My homecoming is quite a journey. It's more than a plane ride. It's so twilight zone. One becomes accustomed to living in a completely different culture: sights, sounds, smells, weather, etc. Then in a matter of days it feels like you are time-warped back into Garrison and American life: people, familiar things, safety in one sense.
But there is a kind of clashing that goes on inside of us. The deployment is over, but not quite.
The widow of one our Fallen Paratroopers was here to visit with us. Together it brings those closer to a sense of closure with new clarity.
On a bus in Kuwait I sat next to a sharp NCO and we discussed the reasons why Soldiers engage in high risk activities especially after a deployment even though they receive numerous safety briefings, ad nauseum. He took a very common sense approach and had some valid points. I asked him what he thought of the human being's fallen nature, the spiritual and moral bend to do things that cross the line. That was one to ponder.
When Paratroopers return from deployment to the desert they are very very thirsty. It's almost as if they had nothing to drink for a whole a year! That is difficult to mitigate against.
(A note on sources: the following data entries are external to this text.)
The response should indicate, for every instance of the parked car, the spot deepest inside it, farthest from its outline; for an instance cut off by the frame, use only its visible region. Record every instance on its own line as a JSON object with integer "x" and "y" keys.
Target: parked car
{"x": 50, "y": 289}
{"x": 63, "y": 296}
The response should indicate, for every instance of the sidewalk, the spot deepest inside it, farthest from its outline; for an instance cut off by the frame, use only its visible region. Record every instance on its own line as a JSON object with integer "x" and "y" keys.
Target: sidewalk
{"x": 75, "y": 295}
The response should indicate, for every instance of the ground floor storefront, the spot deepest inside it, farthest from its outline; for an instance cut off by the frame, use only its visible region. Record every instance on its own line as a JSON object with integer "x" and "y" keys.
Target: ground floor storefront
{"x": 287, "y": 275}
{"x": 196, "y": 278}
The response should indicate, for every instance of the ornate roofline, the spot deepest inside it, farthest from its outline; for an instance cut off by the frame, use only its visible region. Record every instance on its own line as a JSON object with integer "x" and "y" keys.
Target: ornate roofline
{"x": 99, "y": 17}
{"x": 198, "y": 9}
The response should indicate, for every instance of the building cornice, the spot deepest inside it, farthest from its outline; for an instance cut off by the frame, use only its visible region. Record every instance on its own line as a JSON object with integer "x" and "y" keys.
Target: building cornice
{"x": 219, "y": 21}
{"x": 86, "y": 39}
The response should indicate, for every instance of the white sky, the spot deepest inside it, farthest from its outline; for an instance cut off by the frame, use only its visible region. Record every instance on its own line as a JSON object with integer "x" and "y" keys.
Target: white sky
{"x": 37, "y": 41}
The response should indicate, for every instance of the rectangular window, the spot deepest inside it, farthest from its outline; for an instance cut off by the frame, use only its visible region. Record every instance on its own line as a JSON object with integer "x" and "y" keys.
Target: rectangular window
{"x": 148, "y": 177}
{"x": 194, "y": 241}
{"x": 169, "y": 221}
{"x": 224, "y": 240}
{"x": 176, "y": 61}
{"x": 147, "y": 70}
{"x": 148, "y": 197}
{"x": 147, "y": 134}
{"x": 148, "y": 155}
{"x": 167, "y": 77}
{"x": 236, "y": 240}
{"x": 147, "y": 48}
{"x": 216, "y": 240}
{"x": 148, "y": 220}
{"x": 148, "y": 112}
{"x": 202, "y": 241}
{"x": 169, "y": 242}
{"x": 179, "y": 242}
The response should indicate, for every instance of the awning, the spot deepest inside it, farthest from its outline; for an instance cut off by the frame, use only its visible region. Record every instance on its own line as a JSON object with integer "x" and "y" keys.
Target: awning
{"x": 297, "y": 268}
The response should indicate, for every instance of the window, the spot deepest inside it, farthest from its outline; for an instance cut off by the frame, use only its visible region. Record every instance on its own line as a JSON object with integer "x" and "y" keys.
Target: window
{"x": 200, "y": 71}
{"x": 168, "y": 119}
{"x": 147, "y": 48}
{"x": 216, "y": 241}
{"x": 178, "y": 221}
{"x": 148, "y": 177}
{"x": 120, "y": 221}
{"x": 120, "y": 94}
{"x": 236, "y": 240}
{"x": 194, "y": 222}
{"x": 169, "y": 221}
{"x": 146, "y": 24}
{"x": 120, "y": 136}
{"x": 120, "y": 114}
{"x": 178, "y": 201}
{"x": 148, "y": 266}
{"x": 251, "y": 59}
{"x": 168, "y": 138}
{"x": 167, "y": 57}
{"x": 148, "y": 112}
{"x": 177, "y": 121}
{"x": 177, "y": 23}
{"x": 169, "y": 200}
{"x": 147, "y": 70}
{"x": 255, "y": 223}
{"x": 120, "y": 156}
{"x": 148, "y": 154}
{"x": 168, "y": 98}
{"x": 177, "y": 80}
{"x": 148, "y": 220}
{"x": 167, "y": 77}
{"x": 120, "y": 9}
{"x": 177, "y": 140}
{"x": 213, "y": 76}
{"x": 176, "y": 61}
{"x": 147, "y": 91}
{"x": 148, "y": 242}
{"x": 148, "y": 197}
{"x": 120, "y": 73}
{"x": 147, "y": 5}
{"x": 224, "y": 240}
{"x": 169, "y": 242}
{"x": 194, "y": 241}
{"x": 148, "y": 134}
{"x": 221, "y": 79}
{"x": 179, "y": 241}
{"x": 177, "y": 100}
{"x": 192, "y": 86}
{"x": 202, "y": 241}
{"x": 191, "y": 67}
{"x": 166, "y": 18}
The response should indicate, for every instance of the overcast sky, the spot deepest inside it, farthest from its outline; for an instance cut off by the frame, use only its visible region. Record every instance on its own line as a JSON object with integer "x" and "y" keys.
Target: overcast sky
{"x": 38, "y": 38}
I visited a Trooper in the hospital who met terra ferma from four stories without a parachute.
Last night I took my son out to hear his piano recital. The leaves are still falling off the trees in this part of North Carolina. The church landscape was beautiful. The colors continue to pop though many leaves were rustling at my feet.
Upon the conclusion of the recital the instructor praised the children for their musical accomplishments. And, then she said something like, "If music was just about playing the perfect notes, then we would all be robots."
We are not robots. God did not create us that way, and our lives will not always play perfect notes. Life is not perfect, and somehow there is beauty in that. There is beauty in seeing a child struggle to play the perfect notes even though sometimes they are off key. That goes for you and me too. The perfect notes are out there though.
Twilight zone and time warp is going on inside of me. Driving home from the recital, my son and I are listening to Christmas music on the radio. My favorite: Peanuts, "Christmas Time is Here" (Piano Instrumental).
The Christmas music, hitting all the perfect notes pointed me to a time in the future when there will no longer be the Fall(en) or the proclivity to go in that direction. It pointed me to the Advent of the Perfect One who has shown us the perfect way. The season to celebrate that joy will soon be upon us.